Tapi, siapa manusia yang nggak ingkar janji? Karena aku tidak akan melepaskan cita-citaku begitu saja.
Terkadang, rasa bersalah terhadap Ibuk jadi bikin aku tidak fokus main gim, bayangan Ibuk yang kalau marah mirip nenek lampir itu sebenernya adalah sosok yang paling aku sayang. Jadi single parents kan nggak mudah. Aku tahu, Ibuk hanya mau aku punya tujuan yang lebih menjanjikan, yang lebih terarah, bukan cuma bisa main gim.
Tapi, zaman Ibuk dan zaman aku sekarang kan berbeda.
Aku pernah mencoba buat nggak main gim selama dua minggu, tapi rasanya ada yang hilang dari diriku. Kurang nafsu makan, mageran, tidak semangat sekolah, macam orang patah hati gitu.
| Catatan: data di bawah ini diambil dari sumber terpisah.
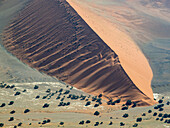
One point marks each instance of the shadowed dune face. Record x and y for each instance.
(51, 37)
Itu karena aku sudah belajar main gim sejak aku ada di taman kanak-kanak mungin.
Dulu rumah kami bersebelahan dengan adik Ibuk yang namanya Om Daru, dia sering mengajakku maim plays station, dari Down hill sampai Basara Heroes, aku udah pernah main. Hampir tiap sore aku main juga dengan anaknya, si Prabu itu.
Sekarang Om Daru sudah pindah dari Solo ke Bandung, dan kami juga pindah ke Jakarta karena bapak juga pindah tugas. Alhasil aku nggak ada teman main gim lagi.
Waktu aku SMP, alih-alih buat main gim, niat bapak sih waktu itu beliin aku komputer buat memudahkan aku mengerjakan tugas sekolah, tapi sampai sekarang komputer itu yang nemenin aku main gim sepeninggalan bapak lima tahun yang lalu.
Pokoknya, aku harus bisa buktikan ke ibuk, bahwa perempuan selalu bisa jadi apa saja tanpa harus meninggalkan kodratnya. Seperti yang selalu ibuk bilang, kalau perempuan itu adalah peradaban dunia.